Time-Controlled Resonances in 2-D Metasurfaces via Equivalent Circuits

TL;DR

This paper presents a semi-analytical framework for analyzing 2D time-modulated metasurfaces using equivalent circuits, enabling insights into dynamic tuning and spatiotemporal phenomena.

Contribution

It introduces a novel frequency-domain model that links metasurface scattering to equivalent circuits, facilitating design of reconfigurable electromagnetic devices.

Findings

Model captures frequency mixing and spatiotemporal scattering effects.

Dynamic tuning enables multi-band and wideband resonance control.

Framework provides physical insight into time-modulated metasurface behavior.

Abstract

This work introduces a semi-analytical frequency-domain framework for the analysis of two-dimensional, time-modulated (2+1)-D metasurfaces controlled by PIN diodes.
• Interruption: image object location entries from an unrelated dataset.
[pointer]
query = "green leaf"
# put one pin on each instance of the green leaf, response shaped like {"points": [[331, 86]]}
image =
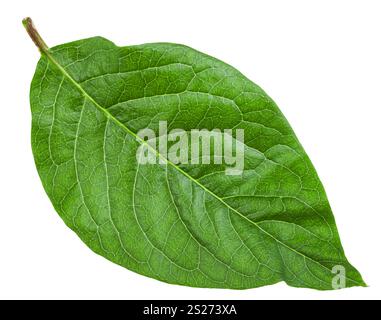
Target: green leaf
{"points": [[184, 224]]}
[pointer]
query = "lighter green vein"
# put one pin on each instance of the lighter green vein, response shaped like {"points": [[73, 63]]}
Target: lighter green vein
{"points": [[129, 131]]}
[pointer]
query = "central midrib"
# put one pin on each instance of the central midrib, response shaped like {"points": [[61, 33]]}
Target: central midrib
{"points": [[129, 131]]}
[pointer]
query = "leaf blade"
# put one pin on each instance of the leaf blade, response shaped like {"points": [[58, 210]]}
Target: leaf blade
{"points": [[280, 132]]}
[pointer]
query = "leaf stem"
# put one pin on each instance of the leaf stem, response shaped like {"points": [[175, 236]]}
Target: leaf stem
{"points": [[34, 35]]}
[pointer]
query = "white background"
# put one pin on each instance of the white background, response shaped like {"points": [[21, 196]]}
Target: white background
{"points": [[319, 60]]}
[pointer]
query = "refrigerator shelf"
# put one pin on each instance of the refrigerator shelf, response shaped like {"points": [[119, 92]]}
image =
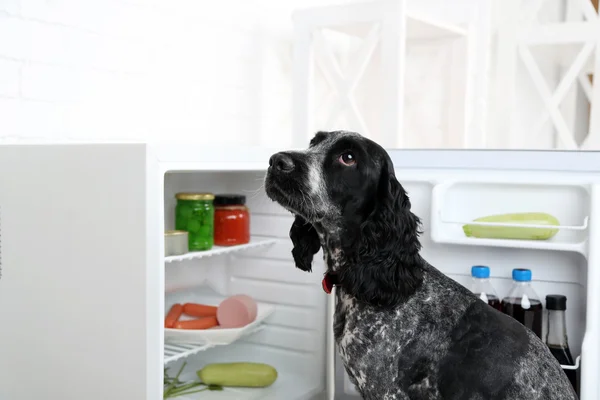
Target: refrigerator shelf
{"points": [[179, 350], [458, 203], [220, 250]]}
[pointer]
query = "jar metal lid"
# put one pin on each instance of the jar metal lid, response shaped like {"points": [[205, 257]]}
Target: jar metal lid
{"points": [[175, 233], [230, 200], [195, 196]]}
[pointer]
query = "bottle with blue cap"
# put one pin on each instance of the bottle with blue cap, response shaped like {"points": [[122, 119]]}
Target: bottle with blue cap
{"points": [[523, 303], [482, 287]]}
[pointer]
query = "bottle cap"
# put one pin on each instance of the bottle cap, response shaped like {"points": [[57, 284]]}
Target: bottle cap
{"points": [[480, 271], [522, 275], [556, 302]]}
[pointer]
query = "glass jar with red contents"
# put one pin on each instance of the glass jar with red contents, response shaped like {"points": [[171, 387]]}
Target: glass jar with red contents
{"points": [[232, 220]]}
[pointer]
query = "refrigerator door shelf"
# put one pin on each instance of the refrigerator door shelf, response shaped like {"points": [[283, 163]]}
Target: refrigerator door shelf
{"points": [[457, 203]]}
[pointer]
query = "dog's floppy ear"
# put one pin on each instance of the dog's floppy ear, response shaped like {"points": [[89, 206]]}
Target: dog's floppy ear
{"points": [[306, 243], [387, 250]]}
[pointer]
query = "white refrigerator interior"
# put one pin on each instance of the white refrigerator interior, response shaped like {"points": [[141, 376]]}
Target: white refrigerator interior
{"points": [[85, 286]]}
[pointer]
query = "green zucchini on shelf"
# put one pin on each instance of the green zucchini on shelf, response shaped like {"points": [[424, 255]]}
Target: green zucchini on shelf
{"points": [[240, 374], [214, 377], [518, 233]]}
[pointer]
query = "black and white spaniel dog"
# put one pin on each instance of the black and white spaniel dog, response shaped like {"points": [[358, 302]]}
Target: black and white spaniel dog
{"points": [[404, 330]]}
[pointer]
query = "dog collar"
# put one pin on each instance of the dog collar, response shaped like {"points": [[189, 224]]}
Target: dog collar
{"points": [[329, 281]]}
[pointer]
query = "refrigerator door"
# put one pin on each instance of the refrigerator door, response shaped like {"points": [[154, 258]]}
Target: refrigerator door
{"points": [[566, 182], [77, 285]]}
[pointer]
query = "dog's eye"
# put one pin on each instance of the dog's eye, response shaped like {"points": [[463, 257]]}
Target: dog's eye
{"points": [[347, 159]]}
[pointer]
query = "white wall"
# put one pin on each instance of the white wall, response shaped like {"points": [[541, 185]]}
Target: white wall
{"points": [[170, 70], [138, 69]]}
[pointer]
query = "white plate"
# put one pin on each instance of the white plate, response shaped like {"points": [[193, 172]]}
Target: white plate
{"points": [[217, 336]]}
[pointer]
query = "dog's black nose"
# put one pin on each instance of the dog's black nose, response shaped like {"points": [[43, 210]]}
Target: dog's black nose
{"points": [[282, 162]]}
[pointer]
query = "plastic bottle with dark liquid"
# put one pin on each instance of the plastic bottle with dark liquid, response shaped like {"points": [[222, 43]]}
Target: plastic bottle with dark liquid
{"points": [[482, 287], [522, 303], [556, 338]]}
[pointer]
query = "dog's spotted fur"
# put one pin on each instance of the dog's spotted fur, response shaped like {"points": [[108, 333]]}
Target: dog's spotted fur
{"points": [[404, 330]]}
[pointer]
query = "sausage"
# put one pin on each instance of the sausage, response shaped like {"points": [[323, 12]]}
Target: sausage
{"points": [[199, 310], [173, 315], [200, 323]]}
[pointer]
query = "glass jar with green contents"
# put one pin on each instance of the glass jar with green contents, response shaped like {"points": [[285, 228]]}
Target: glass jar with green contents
{"points": [[195, 214]]}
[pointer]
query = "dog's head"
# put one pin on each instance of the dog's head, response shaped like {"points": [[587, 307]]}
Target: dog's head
{"points": [[345, 185]]}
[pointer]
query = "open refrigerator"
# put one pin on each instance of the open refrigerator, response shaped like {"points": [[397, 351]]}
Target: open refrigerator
{"points": [[85, 285]]}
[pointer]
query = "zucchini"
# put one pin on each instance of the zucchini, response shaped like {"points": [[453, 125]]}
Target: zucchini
{"points": [[506, 232], [242, 374]]}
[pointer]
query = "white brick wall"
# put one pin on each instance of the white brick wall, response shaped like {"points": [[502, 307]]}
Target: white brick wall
{"points": [[138, 69]]}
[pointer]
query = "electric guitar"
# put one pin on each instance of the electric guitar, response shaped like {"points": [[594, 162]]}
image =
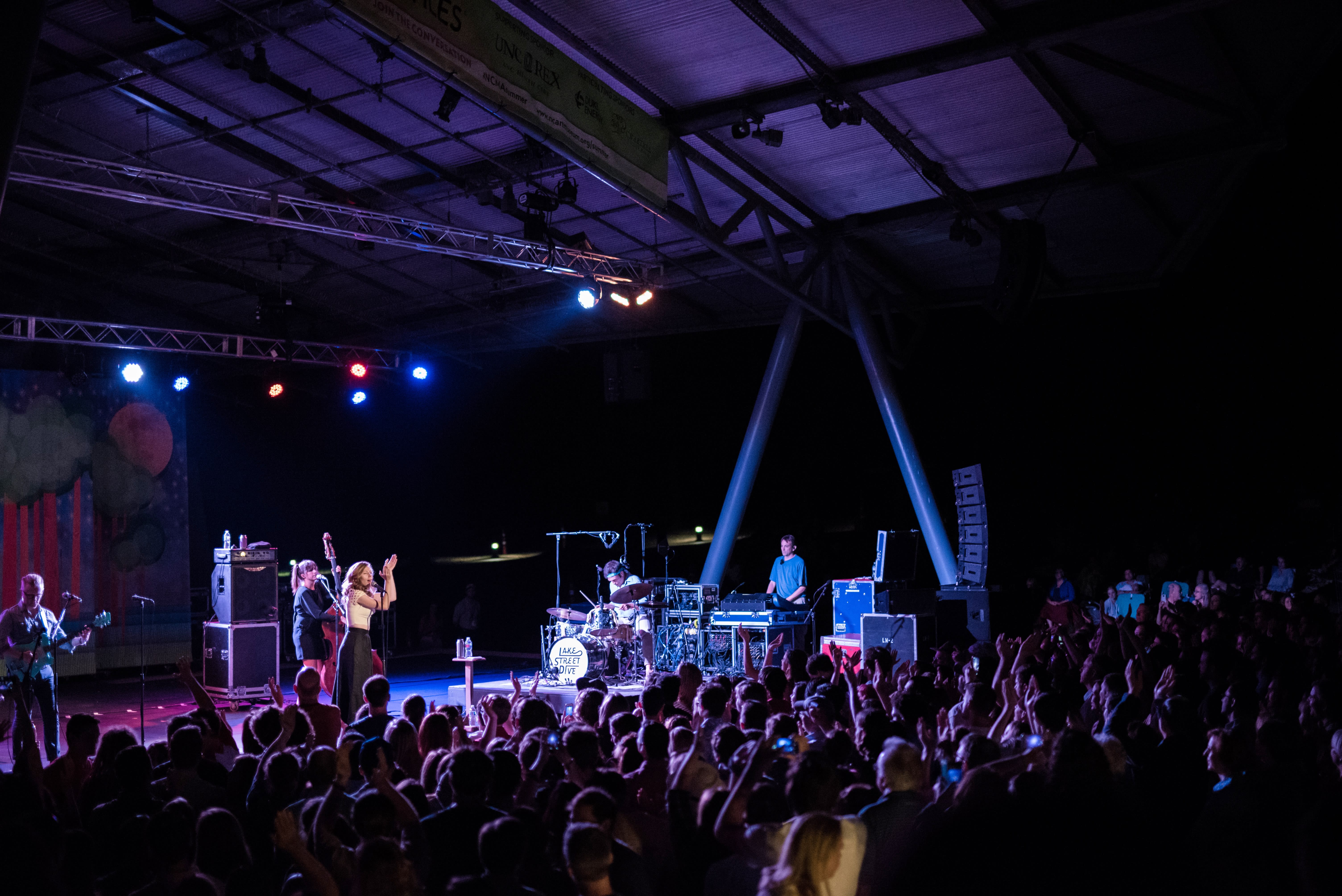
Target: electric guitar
{"points": [[48, 648]]}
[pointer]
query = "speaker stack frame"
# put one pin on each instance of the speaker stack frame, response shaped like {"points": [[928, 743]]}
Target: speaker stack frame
{"points": [[241, 644]]}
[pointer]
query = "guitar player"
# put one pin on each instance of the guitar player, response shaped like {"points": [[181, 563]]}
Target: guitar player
{"points": [[21, 627]]}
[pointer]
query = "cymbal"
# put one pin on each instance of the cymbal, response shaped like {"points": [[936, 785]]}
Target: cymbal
{"points": [[631, 593]]}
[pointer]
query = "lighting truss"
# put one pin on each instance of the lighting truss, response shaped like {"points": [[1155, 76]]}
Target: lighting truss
{"points": [[153, 187], [221, 345]]}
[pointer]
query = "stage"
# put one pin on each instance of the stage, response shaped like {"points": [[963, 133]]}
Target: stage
{"points": [[557, 695]]}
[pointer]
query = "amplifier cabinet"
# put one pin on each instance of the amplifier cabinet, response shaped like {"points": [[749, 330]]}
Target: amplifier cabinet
{"points": [[246, 592], [239, 659], [909, 638]]}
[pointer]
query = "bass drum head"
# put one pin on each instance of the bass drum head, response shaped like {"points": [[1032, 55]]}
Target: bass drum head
{"points": [[572, 658]]}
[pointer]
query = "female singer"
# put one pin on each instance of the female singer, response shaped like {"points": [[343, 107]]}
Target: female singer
{"points": [[312, 601], [359, 600]]}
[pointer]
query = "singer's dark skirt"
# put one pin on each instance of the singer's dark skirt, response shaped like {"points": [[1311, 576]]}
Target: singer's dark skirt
{"points": [[356, 666]]}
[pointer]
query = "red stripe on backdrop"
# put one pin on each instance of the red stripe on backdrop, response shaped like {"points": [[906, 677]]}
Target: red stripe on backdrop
{"points": [[76, 533], [25, 561], [10, 588], [50, 549]]}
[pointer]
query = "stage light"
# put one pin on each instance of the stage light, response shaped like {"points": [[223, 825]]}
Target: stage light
{"points": [[447, 105], [770, 137], [567, 191]]}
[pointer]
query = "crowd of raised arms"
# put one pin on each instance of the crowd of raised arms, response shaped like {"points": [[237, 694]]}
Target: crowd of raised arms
{"points": [[1180, 746]]}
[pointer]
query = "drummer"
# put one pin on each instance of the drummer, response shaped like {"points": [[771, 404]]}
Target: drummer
{"points": [[619, 576]]}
The formulation focuses on the unit-cell level, modeled as a waveguide discontinuity problem, where the space-time periodicity of the structure enables the representation of scattered fields via Floquet expansions. After appropriate mathematical treatment, these expansions lead to an equivalent circuit description of the metasurface, providing physical insight into its spatiotemporal scattering behavior and facilitating the design of reconfigurable electromagnetic devices. The model is employed to explore key phenomena present in space-time systems, such as frequency mixing and spatiotemporal scattering. In addition, dynamic tuning is explored in resonant metasurfaces, where time becomes an additional degree of freedom for the design. The dynamic control of resonances opens a new way to explore multi-band and wideband behaviors from very thin metasurfaces under temporal coupling.